Friday, November 15, 2013

The Cute Girl Network

Don't you wish there were places where you could get the dirt on a potential boyfriend/girlfriend before you got too involved? Well, there kind of already are, like this website, but in this book there is a physical manifestation of such a website called the Cute Girl Network. These women share information about their ex-boyfriends (not ex-girlfriends, though, because I saw no overtly lesbian members in the book) in Brookport (a thinly veiled version of Brooklyn). Having a report about the personal interactions between two consenting adults is somewhat subjective and open to debate, topics that this book tackles in a fun, thoughtful, and inviting way.

Jane is a skateboarder who is not so traditionally female. At least she does not seem very much into princesses, pink, or sparkly things. If you went to that magazine link, you saw just how male-dominated the skating scene is. Jane is rough and tumble, able to deal with the casually sexist and boorish behavior of her co-workers at the skate shop.
Jack is a "Soup Dude," a street salesman who doles out the hot broth to his customers. He's klutzy, not-too-bright, rough around the edges, and relatively broke. The two meet, sparks fly, and they end up dating. Things become complicated when the Cute Girls learn of this, because they have a rap sheet on Jack and they don't think he is quite worthy of dating Jane. Jack has the input of his roommates, but they are way less organized, and one of them is quite neanderthal.
I thought this book was great at capturing people's relationships, warts and all. There were a couple parts where I felt the exchanges between Jane and Harriet, who seems to be the leader of the Cute Girl Network, verged into talking head territory, but for the most part the interactions and relationships were fresh, vital, and realistic. I also think the artwork was an effective combination of realism and cartoon, propelling the well-paced narrative and providing a canvas for a good mix of emotion, humor, and romance. There are some profanity and sexual situations in this book as well as a number of verbal and visual potty jokes, so I suggest it for older adolescent readers.

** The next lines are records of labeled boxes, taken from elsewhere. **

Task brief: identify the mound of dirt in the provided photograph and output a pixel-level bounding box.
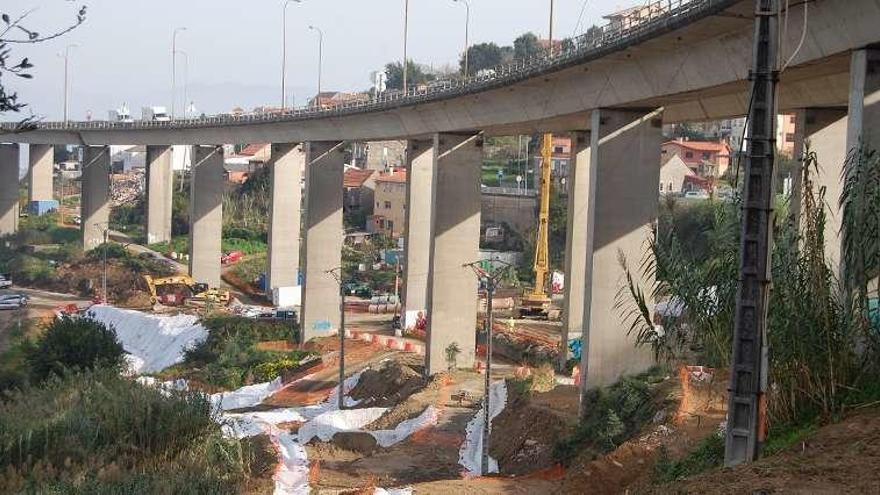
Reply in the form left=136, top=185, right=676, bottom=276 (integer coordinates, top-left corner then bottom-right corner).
left=366, top=373, right=449, bottom=430
left=652, top=408, right=880, bottom=494
left=332, top=431, right=379, bottom=456
left=489, top=386, right=578, bottom=475
left=349, top=360, right=427, bottom=407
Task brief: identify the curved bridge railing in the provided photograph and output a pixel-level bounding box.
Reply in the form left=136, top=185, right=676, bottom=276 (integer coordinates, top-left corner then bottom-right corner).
left=0, top=0, right=739, bottom=131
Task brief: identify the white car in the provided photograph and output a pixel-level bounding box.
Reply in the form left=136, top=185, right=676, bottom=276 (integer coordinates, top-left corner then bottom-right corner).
left=0, top=294, right=30, bottom=309
left=684, top=191, right=709, bottom=199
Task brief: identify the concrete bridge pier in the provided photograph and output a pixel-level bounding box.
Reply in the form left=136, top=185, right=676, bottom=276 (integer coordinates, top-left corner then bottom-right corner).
left=300, top=141, right=345, bottom=342
left=401, top=139, right=437, bottom=320
left=267, top=143, right=305, bottom=297
left=791, top=49, right=880, bottom=273
left=426, top=134, right=483, bottom=374
left=559, top=131, right=596, bottom=368
left=144, top=146, right=174, bottom=244
left=189, top=146, right=225, bottom=287
left=0, top=143, right=19, bottom=235
left=566, top=109, right=663, bottom=396
left=28, top=144, right=55, bottom=203
left=80, top=146, right=110, bottom=251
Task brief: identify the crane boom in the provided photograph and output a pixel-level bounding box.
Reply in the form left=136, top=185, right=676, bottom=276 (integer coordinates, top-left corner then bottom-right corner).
left=522, top=133, right=553, bottom=313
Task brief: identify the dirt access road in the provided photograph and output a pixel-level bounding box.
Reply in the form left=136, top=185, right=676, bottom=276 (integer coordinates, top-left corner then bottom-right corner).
left=0, top=288, right=90, bottom=352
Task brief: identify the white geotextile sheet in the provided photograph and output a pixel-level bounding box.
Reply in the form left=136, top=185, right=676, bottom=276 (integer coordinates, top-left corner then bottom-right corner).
left=211, top=376, right=284, bottom=411
left=458, top=380, right=507, bottom=476
left=86, top=305, right=208, bottom=375
left=298, top=407, right=388, bottom=443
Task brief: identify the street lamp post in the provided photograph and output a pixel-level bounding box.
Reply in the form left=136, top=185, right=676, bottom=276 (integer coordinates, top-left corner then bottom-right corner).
left=64, top=43, right=79, bottom=122
left=403, top=0, right=409, bottom=95
left=177, top=50, right=189, bottom=119
left=171, top=27, right=186, bottom=120
left=309, top=26, right=324, bottom=107
left=281, top=0, right=302, bottom=110
left=452, top=0, right=471, bottom=77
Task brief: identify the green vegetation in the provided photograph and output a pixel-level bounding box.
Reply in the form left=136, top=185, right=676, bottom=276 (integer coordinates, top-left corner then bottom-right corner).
left=618, top=145, right=880, bottom=480
left=161, top=316, right=312, bottom=390
left=25, top=316, right=125, bottom=383
left=553, top=368, right=666, bottom=464
left=0, top=213, right=170, bottom=302
left=654, top=431, right=724, bottom=483
left=231, top=253, right=269, bottom=284
left=0, top=369, right=276, bottom=494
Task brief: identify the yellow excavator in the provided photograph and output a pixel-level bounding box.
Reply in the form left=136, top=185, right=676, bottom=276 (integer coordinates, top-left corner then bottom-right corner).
left=519, top=133, right=553, bottom=316
left=144, top=275, right=230, bottom=306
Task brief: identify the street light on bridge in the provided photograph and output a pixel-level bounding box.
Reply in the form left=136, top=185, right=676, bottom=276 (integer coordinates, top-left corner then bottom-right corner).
left=58, top=43, right=79, bottom=123
left=281, top=0, right=302, bottom=111
left=452, top=0, right=471, bottom=77
left=309, top=25, right=324, bottom=108
left=171, top=27, right=186, bottom=120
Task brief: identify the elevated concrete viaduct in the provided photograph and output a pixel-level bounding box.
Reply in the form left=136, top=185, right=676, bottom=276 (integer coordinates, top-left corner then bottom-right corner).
left=0, top=0, right=880, bottom=387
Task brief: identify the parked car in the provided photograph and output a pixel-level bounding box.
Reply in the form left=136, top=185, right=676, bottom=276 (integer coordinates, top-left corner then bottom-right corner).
left=220, top=251, right=244, bottom=265
left=684, top=191, right=709, bottom=199
left=0, top=294, right=30, bottom=309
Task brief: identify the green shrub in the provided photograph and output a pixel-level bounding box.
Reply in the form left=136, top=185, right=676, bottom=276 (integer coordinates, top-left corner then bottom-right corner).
left=0, top=370, right=275, bottom=494
left=553, top=369, right=664, bottom=464
left=25, top=316, right=125, bottom=381
left=254, top=351, right=309, bottom=382
left=654, top=431, right=724, bottom=483
left=8, top=254, right=55, bottom=284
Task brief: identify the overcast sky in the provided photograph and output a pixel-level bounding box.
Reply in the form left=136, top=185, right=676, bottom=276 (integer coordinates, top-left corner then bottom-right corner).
left=8, top=0, right=632, bottom=120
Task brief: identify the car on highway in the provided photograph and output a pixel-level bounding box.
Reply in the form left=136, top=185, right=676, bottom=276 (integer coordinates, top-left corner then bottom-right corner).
left=0, top=294, right=30, bottom=309
left=220, top=251, right=244, bottom=265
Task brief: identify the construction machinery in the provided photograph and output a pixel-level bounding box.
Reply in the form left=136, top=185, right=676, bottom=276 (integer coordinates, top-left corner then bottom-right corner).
left=519, top=133, right=553, bottom=316
left=144, top=275, right=230, bottom=306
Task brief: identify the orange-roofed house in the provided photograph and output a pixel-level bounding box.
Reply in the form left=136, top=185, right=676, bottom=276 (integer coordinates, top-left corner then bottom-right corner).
left=367, top=169, right=406, bottom=239
left=342, top=166, right=376, bottom=228
left=660, top=139, right=730, bottom=178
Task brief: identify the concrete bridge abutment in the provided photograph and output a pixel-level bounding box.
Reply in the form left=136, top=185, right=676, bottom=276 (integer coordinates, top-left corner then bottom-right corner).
left=559, top=131, right=595, bottom=369
left=144, top=146, right=174, bottom=244
left=28, top=144, right=55, bottom=204
left=266, top=143, right=305, bottom=297
left=791, top=49, right=880, bottom=275
left=300, top=141, right=345, bottom=342
left=566, top=109, right=663, bottom=391
left=425, top=134, right=483, bottom=374
left=189, top=146, right=226, bottom=287
left=0, top=144, right=19, bottom=235
left=81, top=146, right=110, bottom=251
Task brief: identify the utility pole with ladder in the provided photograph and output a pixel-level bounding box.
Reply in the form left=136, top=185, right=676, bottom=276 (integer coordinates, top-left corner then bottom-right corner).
left=724, top=0, right=779, bottom=466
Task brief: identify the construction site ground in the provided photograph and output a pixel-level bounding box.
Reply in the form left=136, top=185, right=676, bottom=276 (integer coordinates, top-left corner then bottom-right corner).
left=0, top=288, right=90, bottom=353
left=653, top=404, right=880, bottom=494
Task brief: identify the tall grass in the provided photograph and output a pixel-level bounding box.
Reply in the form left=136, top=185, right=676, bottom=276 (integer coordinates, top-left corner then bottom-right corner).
left=0, top=370, right=274, bottom=493
left=617, top=144, right=880, bottom=424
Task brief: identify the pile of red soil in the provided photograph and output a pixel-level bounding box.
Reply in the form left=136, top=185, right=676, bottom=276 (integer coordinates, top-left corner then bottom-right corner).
left=349, top=360, right=427, bottom=407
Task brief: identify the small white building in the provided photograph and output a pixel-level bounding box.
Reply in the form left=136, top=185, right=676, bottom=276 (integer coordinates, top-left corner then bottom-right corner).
left=660, top=155, right=694, bottom=195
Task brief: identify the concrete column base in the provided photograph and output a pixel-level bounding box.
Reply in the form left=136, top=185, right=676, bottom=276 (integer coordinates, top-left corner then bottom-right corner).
left=80, top=146, right=110, bottom=251
left=266, top=143, right=305, bottom=297
left=0, top=144, right=19, bottom=236
left=559, top=132, right=595, bottom=368
left=571, top=110, right=663, bottom=396
left=144, top=146, right=174, bottom=244
left=426, top=134, right=483, bottom=374
left=28, top=144, right=55, bottom=209
left=301, top=141, right=345, bottom=342
left=189, top=146, right=226, bottom=287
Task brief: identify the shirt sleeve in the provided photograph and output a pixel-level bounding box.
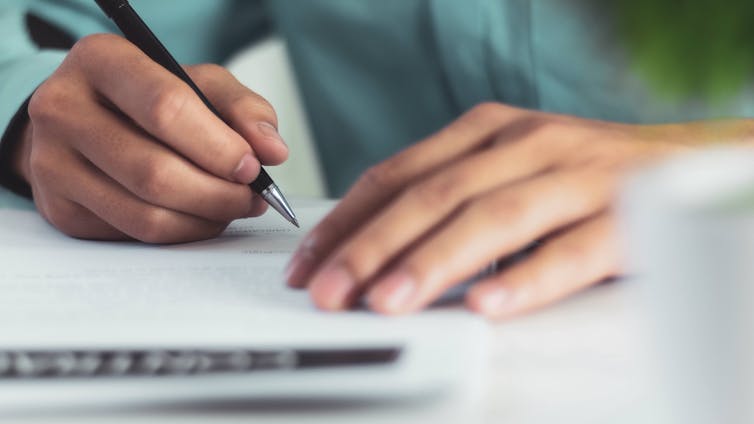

Also, I should add, one of the best parts of the book for me was the knock-off of Twilight the Network women talk about at their book club. Their talk was full of interesting points in debating the book's merits. I know to some extent that book is low-hanging fruit, but I still thought the fake chapter excerpt in the back matter of the graphic novel was pretty funny.
This book is a collaboration  between authors Greg Means, MK Reed, and artist Joe Flood. Means runs Tugboat Press and also edits the comics anthologies Papercutter and Runner Runner. Reed wrote the graphic novel Americus and also is working on the webcomic About a Bull. Flood is known for his graphic novel Orcs: Forged for War. This interview by Rebecca Angel with the creators gets at the origins and creation of The Cute Girl Network.

I very much enjoyed reading this compelling story, and the reviews I have read online have been positive. Christina Franke wrote, "The Cute Girl Network is funny, thoughtful, and adorable, with art that works well with the story." Nick Smith gave the book 4 out of 5 stars and wrote that "the story comes to a very satisfying conclusion." Meg Stivison praised the scope of the book: "Besides Jack and Jane’s adorably oddball romance and Jane’s relationship with her male-dominated skating hobby, The Cute Girl Network is a great story about a certain stage of life: houses full of roommates, dates without spending any money, and walking to the the store on a midweek day off to pick up a paycheck."

There are links, previews, and extras available from the book's official site.

The Cute Girl Network was published by First Second. Thank you, Gina, for the review copy!